Lo increíble es que funciona, no solo entre los seguidores manipulados, sino entre quienes no llaman al populismo por su nombre por temor o ceguera, o simplemente por incomprensión de un concepto que aunque es confuso, se entiende instintivamente cuando se tiene de frente. Sobretodo cuando se plantea que el Estado de opinión está por encima del Estado de derecho, que es precisamente el diseño concebido por la humanidad para atajar a los autoritaristas que se toman el Estado por la fuerza de las armas o de populismo. Los primeros destruyen la democracia desde afuera, y los populistas la devoran desde adentro, utilizando los instrumentos de la propia democracia (elecciones, referendos) para reducirla primero y someterla después. Esa es la diferencia entre el fascismo y el populismo: el primero destruye la democracia y el segundo la utiliza, pero ambos son formas de autoritarismo porque terminan en la imposición de la voluntad de un dictador o un caudillo. Brutal el primero, impostor el segundo.

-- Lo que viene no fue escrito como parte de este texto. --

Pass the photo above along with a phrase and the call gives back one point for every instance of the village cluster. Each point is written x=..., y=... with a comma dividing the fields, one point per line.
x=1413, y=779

Luego de obtener el poder, el autoritarismo busca neutralizar a las cortes porque estas tienen la obligación de ponerle límites, de defender la democracia frente a los abusos autoritarios. El autoritarismo no puede convivir con una justicia independiente cuya razón de ser es defender las instituciones y los derechos ciudadanos que aquel necesita conculcar para ampliar su poder. Así como el autoritarismo no puede convivir con los constreñimientos que le imponen los jueces, la justicia no puede impartirse en medio de las limitaciones que le impone el autoritarista. El autoritarismo coopta siempre a las cortes porque no puede cerrarlas, a diferencia de los congresos, que el dictador tiende a desmontar y el populista a reducir.

Hay populismo de derecha y de izquierda, pero tarde o temprano ambos tienden al autoritarismo. Mientras que el de izquierda generalmente ofrece beneficios económicos, el de derecha ofrece autoridad. Especialmente autoridad para el nacionalismo, contra enemigos militares, económicos, religiosos y étnicos. Internos o externos. Sin embargo, el populista moderno combina las ofertas de autoridad con las económicas porque la ausencia de principios se lo permite y la complejidad de los problemas actuales lo requiere. El populismo es una forma de búsqueda de poder y la principal fortaleza del populista es su falta de límites.

Hay diferentes definiciones de populismo, inclusive algunas de origen latinoamericano que lo exaltan como la manera de explicitar las contradicciones sociales para resolverlas en favor de las mayorías reprimidas. Pero el populismo contemporáneo puede entenderse mejor como una manera de dividir a la sociedad en dos partes, élites corruptas y pueblo puro, en que el populista (caudillo o partido) dice encarnar a ese pueblo para reivindicarlo frente a las élites económicas o políticas. El problema es que esa división de la sociedad, aunque útil para aprovechar la rabia de sectores maltratados por la democracia, es artificial y destructiva. Porque no existe un solo pueblo, y menos uno puro, ajeno a los defectos y errores de su sociedad. Las promesas populistas son soluciones fáciles para problemas difíciles, y casi siempre generan graves daños colaterales. Caricaturizan a la sociedad y llevan todo al terreno de las pasiones.

Pero hay una gran diferencia hoy con el “Estado de opinión” de Alvaro Uribe de hace diez años. Ya no existe porque el uribismo hoy no tiene las mayorías. Se vió en las elecciones parlamentarias y en la primera vuelta. Lo que busca desesperadamente el expresidente es recrearlas artificialmente. Pero olvida que para ganar, su partido minoritario tuvo que recurrir a un candidato no populista que aprovechara el miedo al populismo de izquierda que engendró la oposición populista al proceso de paz.